Thank you for your explanation.
 
Kloo said:
This makes a lot of sense. I was carelessly assuming I could increase my precision "theoretically" without any limits.

Thank you for your explanation.
I think @PeroK's account has to be added to, insofar as thermal noise is not the same as quantum noise.
kT, which determines the amplitude of the thermal noise, has units of energy, whereas ℏ, Planck's constant, has units of action. The difference can be understood in quantum thermofield dynamics, in which ℏ determines the amplitude of a Lorentz invariant noise, whereas thermal noise is not invariant under Lorentz boosts.
This difference of symmetry properties makes thermal noise and quantum noise fundamentally different in a field theory. If I want to discuss photons as something like classical objects (though I think much more in terms of only fields), I allow myself to think loosely in terms of Brownian motion: thermal noise of a background causes an object embedded within that background to be 'buffeted about' in a particular way, so I suppose that the details of how an object embedded within a background for which there is also a quantum noise will be different.

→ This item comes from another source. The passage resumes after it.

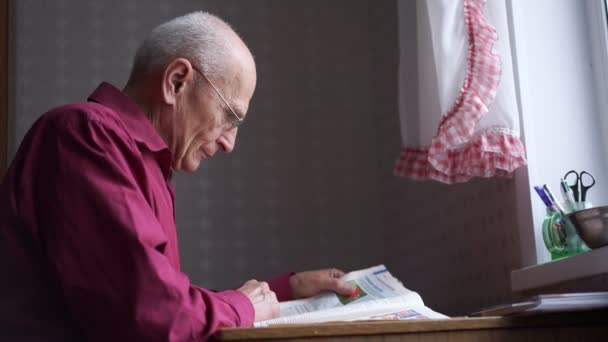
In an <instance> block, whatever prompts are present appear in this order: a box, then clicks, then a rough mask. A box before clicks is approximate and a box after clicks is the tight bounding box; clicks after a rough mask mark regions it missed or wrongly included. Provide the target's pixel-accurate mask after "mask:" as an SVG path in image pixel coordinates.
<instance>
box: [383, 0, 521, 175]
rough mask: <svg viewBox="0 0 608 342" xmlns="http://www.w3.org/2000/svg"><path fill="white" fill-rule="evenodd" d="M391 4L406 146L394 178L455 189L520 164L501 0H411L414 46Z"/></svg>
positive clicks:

What is common to the Brownian motion caused by both thermal or quantum noise is that the trajectory is continuous but non-differentiable. Again loosely, we can only discuss the average of the momentum over some small region. Worked out in terms of what we choose to measure and in terms of generalized probability theory, this averaging process becomes the Heisenberg uncertainty principle, because there can be tradeoffs between position measurements and other, incompatible measurements.
To be clear, the basis of this reply is in published work in the physics literature (particularly Annals of Physics 2020, or the preprint on arXiv), but it is commonly said that there is no such thing as quantum noise or that quantum noise is irreducible in a way that thermal noise is not, so to that extent take care. We can say, however (or, at least, I say), that what is irreducible about quantum noise is ℏ, insofar as we have no way of changing ℏ as an amplitude of a Lorent invariant noise in small regions of space-time, whereas we do have ways of changing kT in small regions of space-time.